Successfully growing many of the maple species here in Central Oklahoma
can be a challenge. However we are fortunate to actually have a maple
that is native to Oklahoma. The Caddo maple is a cultivar of the sugar
maple (Acer saccharum), and is named after the Oklahoma county where it
The Caddo maple is a large species of tree and can be expected to mature to 40’ wide and tall or greater. Many maples struggle with the hot and dry periods typical of our summers. In midsummer, it’s common to see leaf scorch or leaf loss on many young maple trees. The problem seems to lessen with maturity as the tree is able to adapt. You can expect that the Caddo maple will be less likely to show these leaf issues.

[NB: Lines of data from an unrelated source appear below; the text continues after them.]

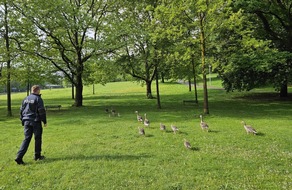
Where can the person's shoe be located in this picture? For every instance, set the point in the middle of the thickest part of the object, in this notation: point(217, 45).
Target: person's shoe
point(39, 158)
point(19, 161)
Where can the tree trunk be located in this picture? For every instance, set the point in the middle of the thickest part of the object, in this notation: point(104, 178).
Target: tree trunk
point(79, 90)
point(7, 43)
point(148, 90)
point(195, 80)
point(9, 110)
point(203, 54)
point(190, 85)
point(284, 90)
point(157, 88)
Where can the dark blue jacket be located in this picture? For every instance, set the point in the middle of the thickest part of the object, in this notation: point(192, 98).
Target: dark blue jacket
point(33, 109)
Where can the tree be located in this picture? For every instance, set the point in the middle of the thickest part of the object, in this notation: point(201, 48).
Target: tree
point(259, 31)
point(68, 34)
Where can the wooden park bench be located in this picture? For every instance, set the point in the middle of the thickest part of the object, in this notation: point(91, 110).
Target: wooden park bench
point(189, 101)
point(53, 106)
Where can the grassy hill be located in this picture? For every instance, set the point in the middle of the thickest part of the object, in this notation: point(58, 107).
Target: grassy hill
point(85, 148)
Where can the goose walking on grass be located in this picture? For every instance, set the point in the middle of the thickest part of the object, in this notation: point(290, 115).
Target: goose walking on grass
point(174, 128)
point(203, 124)
point(187, 144)
point(249, 128)
point(162, 127)
point(139, 117)
point(146, 121)
point(141, 131)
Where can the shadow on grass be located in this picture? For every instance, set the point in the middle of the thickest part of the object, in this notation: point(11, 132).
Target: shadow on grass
point(96, 157)
point(213, 131)
point(261, 134)
point(195, 149)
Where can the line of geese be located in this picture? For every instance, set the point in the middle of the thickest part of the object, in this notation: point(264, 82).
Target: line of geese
point(204, 126)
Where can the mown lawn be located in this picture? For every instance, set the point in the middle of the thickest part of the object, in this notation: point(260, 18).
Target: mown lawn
point(87, 149)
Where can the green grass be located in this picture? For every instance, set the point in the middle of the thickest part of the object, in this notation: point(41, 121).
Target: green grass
point(87, 149)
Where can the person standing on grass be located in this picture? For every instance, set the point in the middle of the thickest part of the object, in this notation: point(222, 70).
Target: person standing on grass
point(32, 114)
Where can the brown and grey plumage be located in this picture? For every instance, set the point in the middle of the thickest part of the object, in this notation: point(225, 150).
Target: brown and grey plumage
point(187, 144)
point(139, 117)
point(162, 127)
point(141, 131)
point(203, 124)
point(174, 128)
point(146, 121)
point(249, 128)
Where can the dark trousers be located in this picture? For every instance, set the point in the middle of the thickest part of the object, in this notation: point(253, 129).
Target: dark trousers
point(31, 128)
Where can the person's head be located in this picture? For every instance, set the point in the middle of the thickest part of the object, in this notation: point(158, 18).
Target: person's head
point(35, 89)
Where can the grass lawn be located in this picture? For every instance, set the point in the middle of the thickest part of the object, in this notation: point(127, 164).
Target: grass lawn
point(87, 149)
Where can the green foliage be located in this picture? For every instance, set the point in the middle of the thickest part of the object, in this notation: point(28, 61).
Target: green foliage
point(87, 149)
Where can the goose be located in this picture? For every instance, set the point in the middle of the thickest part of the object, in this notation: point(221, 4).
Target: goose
point(139, 117)
point(187, 144)
point(249, 128)
point(141, 131)
point(162, 127)
point(174, 129)
point(204, 125)
point(146, 121)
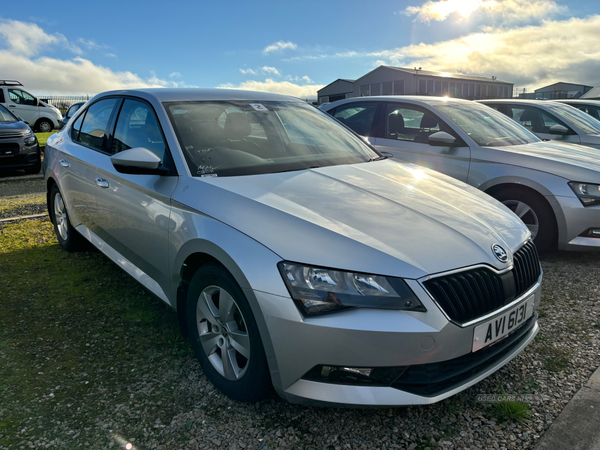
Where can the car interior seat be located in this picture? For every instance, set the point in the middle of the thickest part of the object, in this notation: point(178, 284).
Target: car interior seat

Sun scald is another common problem for maples here. When the leaves have fallen off of a tree and the sun is more direct to the trunk, the sun can actually scald the trunk of the tree. Many maples have relatively thin and smooth textured bark so they can be more susceptible to scald and sometimes become cracked from exposure to the sun.
In comparison to the familiar silver maple, the Caddo maple is far less likely break and drop limbs. Likewise, silver maple appears to be one of the worst for growing shallow roots at the surface, but we typically do not see shallow surface roots to be a problem with Caddo maple. The nursery industry is rapidly developing new and improved cultivars of maple trees so there are many that are worth consideration. Planting a native Caddo maple, or one of the cultivars of it, should give you all of the beauty of the sugar maple species in a tree that’s well suited for many part of Oklahoma.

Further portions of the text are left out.